届出の「資料簡素化」「確認迅速化」する一方、分析方法は公開に

改正の具体的な内容は下記の通り

1「届出資料の簡素化」

 届出資料への入力項目数を約30%削減。約200あった入力項目のうち60を削減。

 

2「届出確認の迅速化」

 ・事業者団体等の事前確認を経た旨を届出できるようにし、事前確認の内容を踏まえて消費者庁の届出チェック時間を短くする。その際、どういった事業者団体がチェックしたのか、チェックを行った団体はどういった項目に基づいてチェックを行っているか、などを合わせて届出する必要があるという。「事業者団体のチェックが『フリーパス』ということにはならない」としている。
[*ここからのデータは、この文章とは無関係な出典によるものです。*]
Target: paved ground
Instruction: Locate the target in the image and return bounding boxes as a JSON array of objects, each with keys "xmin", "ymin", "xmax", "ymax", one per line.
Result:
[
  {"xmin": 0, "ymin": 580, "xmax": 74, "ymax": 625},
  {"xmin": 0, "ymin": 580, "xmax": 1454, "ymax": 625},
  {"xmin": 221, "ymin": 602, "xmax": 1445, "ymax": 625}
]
 ・公表済みの届出食品と同一性を失わない程度の変更である旨を届出できるようし、消費者庁の届出チェック時間を短くする。従来は、新規で届出をする際に届出内容が既存の届出食品と同一性があるかどうかを書類上で確認できなかったが、できるようにする。

 

3「生鮮食品の特徴を踏まえた取り扱い」

 ・1日摂取目安量の一部を摂取できる旨の表示を追加

 ・生鮮食品に係るQ&Aの拡充

 

4「対象となる機能性関与成分の拡大」

 ・糖質・糖類の取り扱いを明記

 ・植物エキス及び分泌物の取り扱いを明記

 

5「分析方法を示す資料の開示」

 ・届出食品の分析方法に関する資料を開示することになる。すでに届出番号を付与されている食品についても開示する。知的財産権に関する部分など、必要に応じて一部マスキングをかけることは可能。

 

6「事業者による届出後の販売状況の届出」

 ・届出後の販売状況を報告する。